Arith.noti

When looking at the arith dialect, I find one op is conspicuous in its absence: noti, i.e. bit-wise NOT. I imagine that this was a conscious decision as I know that LLVM also lacks an op for NOT. And I know that NOT can represented as x XOR 111..., however I assume that arith is meant to be at a higher level of abstraction than LLVM and I think there is value in having a noti op. Would there be any objection to a noti op being added?

Maybe you could elaborate on what you see as value of having this operation?

Sorry, yes, I should have expanded on that point!

There are currently many bitwise op identities that are missing from the canonicalization, e.g.:

 x & ~x = 0
 x | ~x = 1
 x ^ ~x = 1
~x & ~y = ~(x | y)
~x | ~y = ~(x & y)

etc.

I think that these would be far more naturally expressed if a not op existed. I suppose, also, that having a not op just feels right to me at this abstraction level, though I appreciate that is highly subjective.

The big problem with adding a not operator is that it makes peepholes harder in general to write, without making the cases you list easier to implement. The typical way to implement these (assuming you’re using a framework like the Matchers.h framework) is to implement a predicate like m_Complement and then implement the pattern in a natural way e.g. here is x & ~x in the comb dialect.

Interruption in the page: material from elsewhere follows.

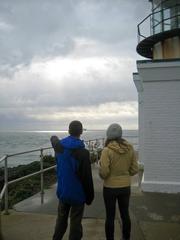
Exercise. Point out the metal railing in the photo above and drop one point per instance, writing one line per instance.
(93, 146)
(157, 22)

Take your other examples though. You don’t want to simplify just x | ~x = -1, it is more powerful to implement this on the xor form, handling x | (x^cst) = x|cst, which then recursively simplifies to -1 for the complement case. If you have a complement operator in your IR, then often you only implement one or the other.

If you’re interested in other models for arithmetic, I’d strongly suggest considering making the fully associative operators (+, *, and, or, xor, etc) be variadic. This has worked out really well for CIRCT and has defined away a number of challenging cases, e.g. by making it simple to handle (~x&y)&x as the link above does.

-Chris

Thanks a lot Chris for the detailed response, and thank you also for pointing me at CIRCT, which is highly relevant!